Director

Roberto Zariquiey

PUCP

Roberto Zariquiey holds a Ph.D. in Linguistics from LaTrobe University. Currently, he is a full professor at the Pontifical Catholic University of Peru (PUCP) and was a fellow at the Radcliffe Institute at Harvard University. He has collaborated with and led several scientific and social projects on Amazonian languages such as Kakataibo, Iskonawa, Amahuaca, and Shipibo-Konibo.

rzariquiey@pucp.edu.pe

Directive board

Balthasar Bickel

Universität Zürich

Balthasar Bickel is a Swiss linguist, specializing in Tibeto-Burman languages and linguistic typology. Currently, he focuses on the study of linguistic diversity from a psycholinguistic perspective and works as a professor in the Department of Comparative Language Sciences at the University of Zurich.

Pedro Favaron

PUCP

Academic researcher, poet, writer, audiovisual artist, and social communicator. Currently, he works as a full-time research professor in the Department of Humanities at the Pontifical Catholic University of Peru (PUCP). Since 1998, he has been investigating the use of medicinal plants and the knowledge derived from them among different indigenous peoples of the American continent.

Pilar Valenzuela

Chapman University

Pilar Valenzuela is a Full Professor at Chapman University. She is dedicated to the research of Amazonian languages, especially the Pano and Kawapana language families, as well as regional Spanish.

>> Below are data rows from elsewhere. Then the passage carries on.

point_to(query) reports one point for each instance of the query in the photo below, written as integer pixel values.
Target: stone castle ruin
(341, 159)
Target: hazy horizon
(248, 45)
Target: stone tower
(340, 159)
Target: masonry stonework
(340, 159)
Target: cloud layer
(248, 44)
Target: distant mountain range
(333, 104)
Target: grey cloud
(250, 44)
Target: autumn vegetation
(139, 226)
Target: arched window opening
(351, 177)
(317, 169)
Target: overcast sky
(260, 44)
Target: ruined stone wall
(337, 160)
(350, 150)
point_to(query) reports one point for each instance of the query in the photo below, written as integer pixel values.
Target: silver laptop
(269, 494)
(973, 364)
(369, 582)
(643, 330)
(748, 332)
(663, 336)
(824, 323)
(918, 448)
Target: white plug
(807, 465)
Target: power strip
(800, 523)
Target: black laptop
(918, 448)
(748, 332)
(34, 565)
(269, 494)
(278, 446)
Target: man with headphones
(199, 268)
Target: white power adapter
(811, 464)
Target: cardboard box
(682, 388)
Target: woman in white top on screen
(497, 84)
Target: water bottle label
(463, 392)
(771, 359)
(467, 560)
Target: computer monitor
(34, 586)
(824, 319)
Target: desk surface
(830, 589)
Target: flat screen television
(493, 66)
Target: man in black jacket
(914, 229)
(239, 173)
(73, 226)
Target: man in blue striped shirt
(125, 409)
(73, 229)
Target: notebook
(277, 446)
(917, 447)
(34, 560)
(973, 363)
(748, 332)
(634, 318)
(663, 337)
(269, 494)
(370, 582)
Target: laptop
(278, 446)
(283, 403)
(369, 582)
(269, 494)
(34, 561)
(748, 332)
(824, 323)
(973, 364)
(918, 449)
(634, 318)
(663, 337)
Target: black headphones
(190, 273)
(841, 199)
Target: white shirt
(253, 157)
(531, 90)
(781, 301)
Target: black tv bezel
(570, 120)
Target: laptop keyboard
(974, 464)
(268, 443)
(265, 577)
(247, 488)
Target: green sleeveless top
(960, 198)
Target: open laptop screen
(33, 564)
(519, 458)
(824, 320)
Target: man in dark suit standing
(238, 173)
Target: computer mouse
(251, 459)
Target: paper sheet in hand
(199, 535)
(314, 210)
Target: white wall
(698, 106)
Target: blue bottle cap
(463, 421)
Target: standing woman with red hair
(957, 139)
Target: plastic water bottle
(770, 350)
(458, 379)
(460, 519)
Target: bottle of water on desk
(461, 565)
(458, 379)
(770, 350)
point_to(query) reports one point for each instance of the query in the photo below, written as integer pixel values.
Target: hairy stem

Alongside indigenous organizations and collectives, she actively participates in linguistic documentation and revitalization, as well as the development of culturally relevant education.

Russell Gray

MPI-EVA

Russell Gray is a psychologist and evolutionary biologist from New Zealand who has focused on the use of quantitative methods for studying human cultural evolution. Currently, he is the Director of the Department of Linguistic and Cultural Evolution at the Max Planck Institute for Evolutionary Anthropology in Germany.

Academic coordinators

Alonso Vásquez

Alonso Vásquez is a Ph.D. candidate at the University of California, Santa Barbara. His interests revolve around Amazonian languages in general, especially in the areas of interaction between phonetics and phonology, historical linguistics, language contact, and linguistic typology.

alonsovasquez@ucsb.edu
Mariana Poblete

Mariana Poblete holds a bachelor's degree in Linguistics and Education from the University of Chile and a master's degree in Linguistics from the same institution, in addition to being a graphic artist. She has worked on languages ​​from the southern Andes, such as Millcayac and Allentiac (Huarpe) and Mapudungun, and currently focuses on the study, documentation, and promotion of languages ​​of the Peruvian Amazon.

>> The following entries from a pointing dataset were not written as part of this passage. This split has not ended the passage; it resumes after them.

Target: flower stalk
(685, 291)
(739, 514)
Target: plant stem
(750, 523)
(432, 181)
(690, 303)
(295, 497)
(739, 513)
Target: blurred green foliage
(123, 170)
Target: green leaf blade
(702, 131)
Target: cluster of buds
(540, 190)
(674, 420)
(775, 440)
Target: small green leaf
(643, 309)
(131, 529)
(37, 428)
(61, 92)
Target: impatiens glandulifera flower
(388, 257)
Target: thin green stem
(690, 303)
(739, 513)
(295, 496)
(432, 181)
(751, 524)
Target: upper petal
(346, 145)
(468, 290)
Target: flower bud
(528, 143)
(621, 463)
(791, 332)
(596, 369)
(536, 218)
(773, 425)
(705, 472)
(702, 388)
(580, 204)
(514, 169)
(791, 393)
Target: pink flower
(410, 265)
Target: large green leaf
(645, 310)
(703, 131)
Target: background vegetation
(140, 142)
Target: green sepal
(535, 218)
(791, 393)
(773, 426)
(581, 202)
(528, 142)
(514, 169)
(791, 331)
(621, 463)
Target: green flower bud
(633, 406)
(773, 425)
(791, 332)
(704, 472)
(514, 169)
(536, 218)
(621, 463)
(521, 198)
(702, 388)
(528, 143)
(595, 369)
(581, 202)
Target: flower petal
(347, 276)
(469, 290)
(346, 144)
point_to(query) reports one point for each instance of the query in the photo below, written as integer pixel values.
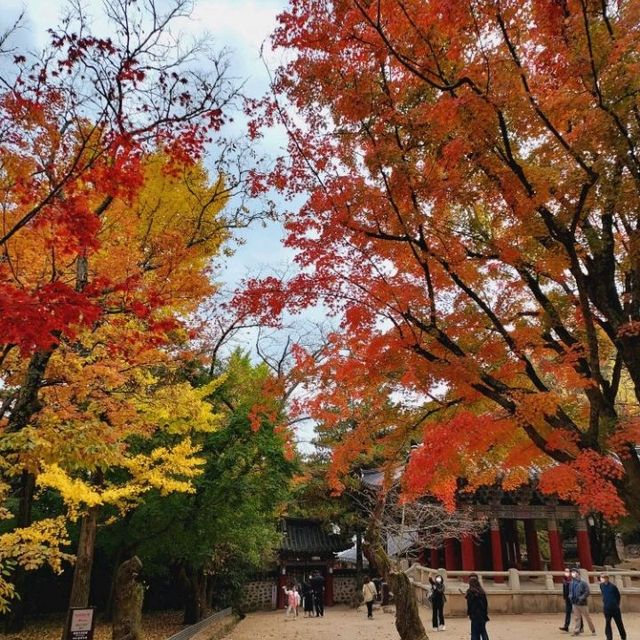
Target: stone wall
(344, 589)
(260, 594)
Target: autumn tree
(211, 538)
(472, 170)
(109, 224)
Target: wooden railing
(521, 581)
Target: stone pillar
(533, 548)
(584, 546)
(496, 549)
(555, 548)
(328, 591)
(450, 563)
(468, 560)
(435, 558)
(282, 582)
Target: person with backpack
(369, 594)
(437, 599)
(477, 609)
(579, 590)
(611, 607)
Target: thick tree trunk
(359, 562)
(408, 622)
(84, 560)
(15, 620)
(630, 489)
(129, 596)
(196, 600)
(27, 404)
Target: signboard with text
(81, 624)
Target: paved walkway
(341, 623)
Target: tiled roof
(308, 536)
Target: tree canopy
(472, 170)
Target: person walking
(292, 598)
(477, 609)
(579, 590)
(307, 599)
(437, 598)
(369, 594)
(317, 586)
(611, 607)
(566, 594)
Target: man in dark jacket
(566, 594)
(317, 586)
(611, 607)
(579, 590)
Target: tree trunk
(27, 404)
(108, 612)
(408, 621)
(84, 560)
(196, 600)
(15, 620)
(359, 562)
(128, 600)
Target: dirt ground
(341, 623)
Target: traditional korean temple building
(499, 547)
(307, 547)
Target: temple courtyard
(343, 623)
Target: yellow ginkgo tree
(106, 386)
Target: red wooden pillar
(555, 548)
(450, 563)
(533, 548)
(468, 560)
(328, 590)
(282, 582)
(435, 558)
(496, 549)
(584, 545)
(512, 543)
(478, 555)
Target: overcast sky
(242, 27)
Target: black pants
(479, 630)
(568, 608)
(318, 603)
(616, 616)
(437, 609)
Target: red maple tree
(473, 171)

mariana.poblete@ug.uchile.cl

Logistic coordination

Clever González

Clever González is a member of the Shipibo-Konibo community, originally from the Santa Clara indigenous community. He is an agroforestry technician at the Swiss Institute of Pucallpa and an expert in traditional medicine. Clever is responsible for on-site care at the Chana Station from an intercultural approach, integrating his institutional training with his ancestral indigenous knowledge.

Dagmar Jung

Universität Zürich

Dagmar has a background in general linguistics with an emphasis on the collection of naturalistic data in the field. Her expertise covers set-up of recording schemata, metadata collection, secure file handling, choice of appropriate transcription and annotation software, and overall establishment of a workflow in large and small teams up to the archiving process. Her experience in corpus creation goes hand-in-hand with capacity-building across local and non-local research teams across different continents. Dagmar handles the coordinations between Chana and Zürich.